La pianura padana fu una delle prime regioni
che conobbe questa suddivisione. “Nel suo paesaggio la centuriazione ha segnato
l’impronta che resta forse, a tutt’oggi, la più larga e la più duratura”.
(Emilio Sereni – “Storia del paesaggio agrario italiano” pag.50).
Qui offriamo l’immagine delle tracce dell’agro
centuriato di Cesena.
Queste presenze, le strade e le centurie,
nella modellazione del paesaggio agrario europeo, realizzata dai Romani, sono
le più estese e le più evidenti, ma accanto ad esse ci sono gli aspetti più
divulgati e noti: archi trionfali, ponti, acquedotti, templi, statue, mosaici,
ecc.
Ma è inutile insistere. Sulle radici greche e
romane dell’Europa convengono anche gli estensori della prima bozza, tanto è
vero che in essa le avevano espressamente citate.
SETTIMANA
E CALENDARIO
Dobbiamo pertanto dedicare delle righe alle
radici cristiane che furono escluse dagli estensori del preambolo, come abbiamo
già ricordato, solo perché spinti da una cieca faziosità che fece loro
volontariamente ignorare una realtà storica evidentissima che cercheremo di
dimostrare.
Consideriamo ora un’istituzione che ci ricorda
e la romanità e il Cristianesimo: la settimana. I romani la adottarono nel
corso del primo secolo a. C. Quando noi diciamo lunedì, martedì ecc. forse non
pensiamo che usiamo un nome dei Romani: lunae dies, giorno della luna
ecc. E quando diciamo domenica, usiamo un nome cristiano: dies dominica,
giorno del Signore “reso obbligatoriamente festivo da Costantino, imperatore,
nel 321”. (Alberto Barzanò – “Il Cristianesimo nelle leggi di Roma imperiale” –
pag.342).
Parlando di settimana viene spontaneo
ricordare che il calendario che usiamo noi oggi è quello che i Romani
chiamavano Giuliano perché riformato da Giulio Cesare (100 - 44 a.C.) nell’anno
46 a.C., che fissò l’anno in 365 giorni, aggiungendo inoltre un giorno
bisestile ogni quattro anni. Questo calendario fu seguito fino al 1582.

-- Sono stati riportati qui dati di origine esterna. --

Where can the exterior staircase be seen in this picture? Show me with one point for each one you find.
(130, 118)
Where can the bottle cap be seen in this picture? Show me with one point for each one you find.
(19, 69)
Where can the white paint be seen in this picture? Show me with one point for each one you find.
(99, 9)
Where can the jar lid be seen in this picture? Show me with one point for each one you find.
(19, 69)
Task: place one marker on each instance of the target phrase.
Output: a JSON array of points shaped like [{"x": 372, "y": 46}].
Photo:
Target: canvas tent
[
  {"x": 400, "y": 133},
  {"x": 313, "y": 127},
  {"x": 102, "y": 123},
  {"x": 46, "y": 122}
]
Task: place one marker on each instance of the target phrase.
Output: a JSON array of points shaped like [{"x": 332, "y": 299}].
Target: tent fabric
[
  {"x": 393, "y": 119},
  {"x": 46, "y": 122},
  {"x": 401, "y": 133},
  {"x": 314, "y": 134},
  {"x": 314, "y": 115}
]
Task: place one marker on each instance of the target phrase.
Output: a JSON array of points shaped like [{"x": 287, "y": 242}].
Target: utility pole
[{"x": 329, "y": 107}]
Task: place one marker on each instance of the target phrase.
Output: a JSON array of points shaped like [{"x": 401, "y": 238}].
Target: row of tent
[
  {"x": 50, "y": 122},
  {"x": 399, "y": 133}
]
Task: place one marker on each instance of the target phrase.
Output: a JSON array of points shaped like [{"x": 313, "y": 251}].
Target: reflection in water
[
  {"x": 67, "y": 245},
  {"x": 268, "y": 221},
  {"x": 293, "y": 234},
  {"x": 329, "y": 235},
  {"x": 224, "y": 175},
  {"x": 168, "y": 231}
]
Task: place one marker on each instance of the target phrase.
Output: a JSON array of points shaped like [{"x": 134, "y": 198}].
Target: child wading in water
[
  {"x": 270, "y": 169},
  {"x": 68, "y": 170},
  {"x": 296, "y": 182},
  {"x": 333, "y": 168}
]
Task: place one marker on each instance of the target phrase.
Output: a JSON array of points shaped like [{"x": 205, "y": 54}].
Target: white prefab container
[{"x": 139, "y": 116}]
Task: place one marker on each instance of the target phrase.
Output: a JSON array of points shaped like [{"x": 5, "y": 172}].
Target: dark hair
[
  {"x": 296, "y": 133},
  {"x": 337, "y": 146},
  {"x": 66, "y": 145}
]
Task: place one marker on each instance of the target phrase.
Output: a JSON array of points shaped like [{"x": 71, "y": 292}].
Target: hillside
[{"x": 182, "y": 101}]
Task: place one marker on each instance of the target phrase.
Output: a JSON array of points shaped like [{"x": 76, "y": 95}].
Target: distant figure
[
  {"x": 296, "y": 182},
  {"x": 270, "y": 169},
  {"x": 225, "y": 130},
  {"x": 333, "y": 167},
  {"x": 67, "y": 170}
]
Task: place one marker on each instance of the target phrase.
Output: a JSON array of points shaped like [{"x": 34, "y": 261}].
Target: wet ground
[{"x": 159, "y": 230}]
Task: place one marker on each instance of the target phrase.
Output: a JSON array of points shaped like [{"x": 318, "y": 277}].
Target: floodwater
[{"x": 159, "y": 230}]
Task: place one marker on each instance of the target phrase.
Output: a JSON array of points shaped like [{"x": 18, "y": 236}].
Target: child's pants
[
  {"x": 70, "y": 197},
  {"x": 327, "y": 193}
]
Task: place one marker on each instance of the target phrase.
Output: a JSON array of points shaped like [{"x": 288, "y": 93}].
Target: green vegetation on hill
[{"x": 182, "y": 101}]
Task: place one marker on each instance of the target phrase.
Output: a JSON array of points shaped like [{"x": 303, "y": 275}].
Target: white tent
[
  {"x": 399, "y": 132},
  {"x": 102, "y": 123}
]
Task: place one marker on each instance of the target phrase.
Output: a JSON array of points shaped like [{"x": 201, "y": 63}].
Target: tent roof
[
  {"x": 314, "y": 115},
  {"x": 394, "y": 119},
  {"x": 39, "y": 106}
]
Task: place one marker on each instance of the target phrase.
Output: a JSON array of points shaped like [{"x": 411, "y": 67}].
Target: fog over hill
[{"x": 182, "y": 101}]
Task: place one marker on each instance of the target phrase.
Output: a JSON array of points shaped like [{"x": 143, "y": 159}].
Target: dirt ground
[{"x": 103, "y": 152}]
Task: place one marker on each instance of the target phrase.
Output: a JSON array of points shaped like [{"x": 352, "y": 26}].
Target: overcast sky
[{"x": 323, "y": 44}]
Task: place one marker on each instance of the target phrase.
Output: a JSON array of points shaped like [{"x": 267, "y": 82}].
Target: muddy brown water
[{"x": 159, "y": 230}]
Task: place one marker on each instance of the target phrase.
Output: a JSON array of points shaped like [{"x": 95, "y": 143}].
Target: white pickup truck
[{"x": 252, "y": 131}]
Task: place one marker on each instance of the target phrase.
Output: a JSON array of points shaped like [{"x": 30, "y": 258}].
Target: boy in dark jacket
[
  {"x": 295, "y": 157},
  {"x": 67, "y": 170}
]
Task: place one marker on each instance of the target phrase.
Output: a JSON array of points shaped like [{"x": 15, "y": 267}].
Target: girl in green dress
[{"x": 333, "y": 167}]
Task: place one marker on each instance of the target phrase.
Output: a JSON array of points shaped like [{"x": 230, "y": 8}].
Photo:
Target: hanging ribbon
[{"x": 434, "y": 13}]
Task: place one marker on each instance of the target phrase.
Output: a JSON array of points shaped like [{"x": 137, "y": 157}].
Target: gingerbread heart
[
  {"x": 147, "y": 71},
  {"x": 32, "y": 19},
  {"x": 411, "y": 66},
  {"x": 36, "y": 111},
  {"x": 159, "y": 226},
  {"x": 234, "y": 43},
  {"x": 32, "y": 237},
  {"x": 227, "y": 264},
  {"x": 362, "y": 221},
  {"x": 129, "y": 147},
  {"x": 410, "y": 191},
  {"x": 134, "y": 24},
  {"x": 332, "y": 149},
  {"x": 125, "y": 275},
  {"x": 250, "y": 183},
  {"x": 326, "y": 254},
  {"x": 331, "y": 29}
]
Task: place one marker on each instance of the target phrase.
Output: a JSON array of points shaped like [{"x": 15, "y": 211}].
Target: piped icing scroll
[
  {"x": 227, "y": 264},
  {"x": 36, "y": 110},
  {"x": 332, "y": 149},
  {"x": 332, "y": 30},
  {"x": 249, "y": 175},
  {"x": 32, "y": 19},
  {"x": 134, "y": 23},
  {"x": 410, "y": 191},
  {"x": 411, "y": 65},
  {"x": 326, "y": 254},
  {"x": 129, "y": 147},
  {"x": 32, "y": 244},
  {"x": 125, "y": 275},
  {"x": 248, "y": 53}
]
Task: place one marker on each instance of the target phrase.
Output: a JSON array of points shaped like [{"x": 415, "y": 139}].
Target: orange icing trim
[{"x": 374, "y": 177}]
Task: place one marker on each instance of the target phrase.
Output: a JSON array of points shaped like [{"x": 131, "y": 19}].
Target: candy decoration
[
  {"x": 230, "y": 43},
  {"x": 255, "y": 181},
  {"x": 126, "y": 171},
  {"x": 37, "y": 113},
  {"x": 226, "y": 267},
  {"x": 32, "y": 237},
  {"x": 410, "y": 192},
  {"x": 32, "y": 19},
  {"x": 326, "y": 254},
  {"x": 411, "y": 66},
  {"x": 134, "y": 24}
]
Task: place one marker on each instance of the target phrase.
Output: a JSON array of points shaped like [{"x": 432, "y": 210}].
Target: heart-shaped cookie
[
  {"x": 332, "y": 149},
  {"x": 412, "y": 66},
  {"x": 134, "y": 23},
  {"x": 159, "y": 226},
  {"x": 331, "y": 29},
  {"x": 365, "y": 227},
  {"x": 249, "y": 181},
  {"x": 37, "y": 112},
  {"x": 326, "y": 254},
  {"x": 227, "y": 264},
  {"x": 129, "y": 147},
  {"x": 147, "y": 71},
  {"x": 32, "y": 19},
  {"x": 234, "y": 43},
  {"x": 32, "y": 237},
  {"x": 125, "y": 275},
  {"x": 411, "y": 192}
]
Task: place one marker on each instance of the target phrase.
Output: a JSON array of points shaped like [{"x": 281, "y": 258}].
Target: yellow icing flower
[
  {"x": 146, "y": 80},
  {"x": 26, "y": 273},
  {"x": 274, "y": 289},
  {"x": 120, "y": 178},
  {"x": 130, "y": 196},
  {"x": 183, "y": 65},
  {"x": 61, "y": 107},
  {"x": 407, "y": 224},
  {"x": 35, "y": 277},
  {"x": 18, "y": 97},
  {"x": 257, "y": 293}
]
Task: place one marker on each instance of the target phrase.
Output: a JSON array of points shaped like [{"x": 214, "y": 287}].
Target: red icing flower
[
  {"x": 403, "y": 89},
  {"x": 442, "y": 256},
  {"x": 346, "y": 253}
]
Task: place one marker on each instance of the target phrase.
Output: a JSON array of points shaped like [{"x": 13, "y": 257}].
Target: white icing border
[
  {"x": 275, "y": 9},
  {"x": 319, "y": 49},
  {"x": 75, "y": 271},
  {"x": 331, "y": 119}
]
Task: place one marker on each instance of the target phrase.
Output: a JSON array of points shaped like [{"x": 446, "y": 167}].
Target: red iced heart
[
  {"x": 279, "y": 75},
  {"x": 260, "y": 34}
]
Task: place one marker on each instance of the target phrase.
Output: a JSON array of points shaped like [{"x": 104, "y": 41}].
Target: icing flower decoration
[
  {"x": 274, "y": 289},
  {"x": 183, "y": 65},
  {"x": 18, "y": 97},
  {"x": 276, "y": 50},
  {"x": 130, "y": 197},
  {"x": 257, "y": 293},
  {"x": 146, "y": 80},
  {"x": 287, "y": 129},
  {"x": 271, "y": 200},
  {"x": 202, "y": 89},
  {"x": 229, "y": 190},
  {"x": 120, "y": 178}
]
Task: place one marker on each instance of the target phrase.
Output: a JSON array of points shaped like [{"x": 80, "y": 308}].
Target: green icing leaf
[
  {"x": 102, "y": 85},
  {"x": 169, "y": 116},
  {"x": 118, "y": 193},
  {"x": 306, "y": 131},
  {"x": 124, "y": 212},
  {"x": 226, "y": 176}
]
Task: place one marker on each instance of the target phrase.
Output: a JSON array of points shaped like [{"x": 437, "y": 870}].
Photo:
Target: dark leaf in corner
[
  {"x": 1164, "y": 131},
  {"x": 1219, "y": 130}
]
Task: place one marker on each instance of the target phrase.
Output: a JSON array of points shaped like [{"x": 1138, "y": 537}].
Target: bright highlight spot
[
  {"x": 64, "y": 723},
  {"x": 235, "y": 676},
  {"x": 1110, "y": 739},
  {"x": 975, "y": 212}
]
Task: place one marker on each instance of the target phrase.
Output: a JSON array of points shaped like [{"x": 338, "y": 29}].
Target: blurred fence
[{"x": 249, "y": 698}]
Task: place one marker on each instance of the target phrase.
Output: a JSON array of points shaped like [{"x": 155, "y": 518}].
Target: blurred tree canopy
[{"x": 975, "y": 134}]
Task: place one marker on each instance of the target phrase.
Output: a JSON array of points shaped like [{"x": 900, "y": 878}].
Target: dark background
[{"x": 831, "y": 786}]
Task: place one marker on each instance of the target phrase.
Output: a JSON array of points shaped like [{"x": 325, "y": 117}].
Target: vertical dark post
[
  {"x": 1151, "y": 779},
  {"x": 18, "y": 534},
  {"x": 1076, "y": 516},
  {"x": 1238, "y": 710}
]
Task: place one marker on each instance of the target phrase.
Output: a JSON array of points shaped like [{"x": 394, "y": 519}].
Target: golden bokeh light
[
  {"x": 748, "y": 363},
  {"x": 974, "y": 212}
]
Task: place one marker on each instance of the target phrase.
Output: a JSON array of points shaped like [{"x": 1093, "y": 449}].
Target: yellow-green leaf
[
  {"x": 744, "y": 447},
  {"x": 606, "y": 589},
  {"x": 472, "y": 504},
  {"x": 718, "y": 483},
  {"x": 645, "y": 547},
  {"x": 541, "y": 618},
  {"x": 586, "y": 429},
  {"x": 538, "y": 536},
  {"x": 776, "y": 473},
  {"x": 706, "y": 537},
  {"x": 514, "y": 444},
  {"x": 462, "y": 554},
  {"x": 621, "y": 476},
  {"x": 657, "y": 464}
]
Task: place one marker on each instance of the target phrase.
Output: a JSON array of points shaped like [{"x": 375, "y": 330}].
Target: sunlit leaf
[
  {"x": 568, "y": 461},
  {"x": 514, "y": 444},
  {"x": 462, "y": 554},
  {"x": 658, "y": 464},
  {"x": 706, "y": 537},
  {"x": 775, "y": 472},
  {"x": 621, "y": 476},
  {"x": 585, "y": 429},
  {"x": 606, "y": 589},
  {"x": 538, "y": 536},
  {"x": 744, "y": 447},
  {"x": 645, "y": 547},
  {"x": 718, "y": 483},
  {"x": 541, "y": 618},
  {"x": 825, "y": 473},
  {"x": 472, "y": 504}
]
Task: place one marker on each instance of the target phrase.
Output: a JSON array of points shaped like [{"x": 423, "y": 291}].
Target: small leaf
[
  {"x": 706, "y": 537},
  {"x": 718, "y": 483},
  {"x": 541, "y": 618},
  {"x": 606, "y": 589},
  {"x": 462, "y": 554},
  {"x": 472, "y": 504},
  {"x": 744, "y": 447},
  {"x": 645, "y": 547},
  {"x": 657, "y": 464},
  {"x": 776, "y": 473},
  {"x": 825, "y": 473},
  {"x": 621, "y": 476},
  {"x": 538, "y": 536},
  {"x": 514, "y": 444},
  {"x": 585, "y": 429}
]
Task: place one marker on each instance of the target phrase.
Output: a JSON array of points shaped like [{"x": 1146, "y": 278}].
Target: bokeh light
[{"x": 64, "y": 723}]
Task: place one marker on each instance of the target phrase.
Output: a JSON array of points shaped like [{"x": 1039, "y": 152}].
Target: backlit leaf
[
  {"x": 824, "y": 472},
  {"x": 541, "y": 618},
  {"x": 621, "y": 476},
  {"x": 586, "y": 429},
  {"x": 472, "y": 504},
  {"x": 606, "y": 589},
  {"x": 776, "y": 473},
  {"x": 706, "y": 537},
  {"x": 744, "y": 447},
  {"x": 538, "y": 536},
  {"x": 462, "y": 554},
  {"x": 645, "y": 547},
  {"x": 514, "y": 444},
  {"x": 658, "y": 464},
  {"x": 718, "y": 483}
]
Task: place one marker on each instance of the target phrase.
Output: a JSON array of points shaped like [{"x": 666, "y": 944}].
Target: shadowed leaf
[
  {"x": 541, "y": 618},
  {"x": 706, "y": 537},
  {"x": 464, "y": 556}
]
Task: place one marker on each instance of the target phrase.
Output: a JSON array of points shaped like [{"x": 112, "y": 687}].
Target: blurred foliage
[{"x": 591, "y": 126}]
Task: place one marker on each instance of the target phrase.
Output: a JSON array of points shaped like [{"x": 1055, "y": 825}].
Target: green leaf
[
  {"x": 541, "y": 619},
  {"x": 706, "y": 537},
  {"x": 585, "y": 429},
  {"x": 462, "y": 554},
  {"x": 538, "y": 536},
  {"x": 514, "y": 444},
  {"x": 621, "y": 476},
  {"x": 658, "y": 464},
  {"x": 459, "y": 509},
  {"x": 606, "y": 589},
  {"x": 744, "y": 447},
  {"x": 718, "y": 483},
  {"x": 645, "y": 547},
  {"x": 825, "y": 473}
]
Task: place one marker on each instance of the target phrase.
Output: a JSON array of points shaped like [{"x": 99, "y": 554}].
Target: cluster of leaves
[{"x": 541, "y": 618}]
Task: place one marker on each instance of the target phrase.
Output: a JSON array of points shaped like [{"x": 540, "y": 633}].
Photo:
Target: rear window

Nel corso del VI secolo intanto Dionigi il
Piccolo, dotto monaco scozzese, stabilì la data della nascita di Gesù Cristo
nell’anno 753 dalla fondazione di Roma e con questo monaco iniziò l’abitudine
di datare gli avvenimenti contando gli anni prima o dopo Cristo e di fare
incominciare l’Era cristiana o volgare dalla nascita di Cristo.
Tale sistema di datazione non solo fu seguito
dai popoli cristiani ma anche da alcuni non cristiani.
Nel calendario giuliano c’era un errore per
eccesso di 11’14” all’anno. Se ne accorse Gregorio XIII (papa, 1572 – 1585),
corresse quindi il calendario e ordinò alla cristianità di omettere nell’anno
1582 dieci giorni e che il 5 ottobre diventasse il 15 ottobre e inoltre stabilì
di sopprimere secondo una certa regola dei giorni bisestili.
Noi oggi seguiamo un calendario romano
corretto da un papa, e usiamo un sistema di datazione stabilito da un monaco.
SACRO
ROMANO IMPERO
E’ notorio che con l’editto di Milano di Costantino
(313 d.C.) i Cristiani ebbero la libertà di culto e che l’imperatore Teodosio
il grande (379 – 395) realizzò l’unificazione religiosa dell’Impero con il
Cristianesimo.
Clodoveo (48 1 – 511), re dei Franchi, creò un
regno unificato dando Parigi come capitale e si convertì al Cattolicesimo nel
496. Il suo esempio fu seguito dal suo popolo che diventò cristiano. I
Longobardi si convertirono dall’arianesimo al cattolicesimo, seguendo l’esempio
della loro regina Teodolinda morta nel 628.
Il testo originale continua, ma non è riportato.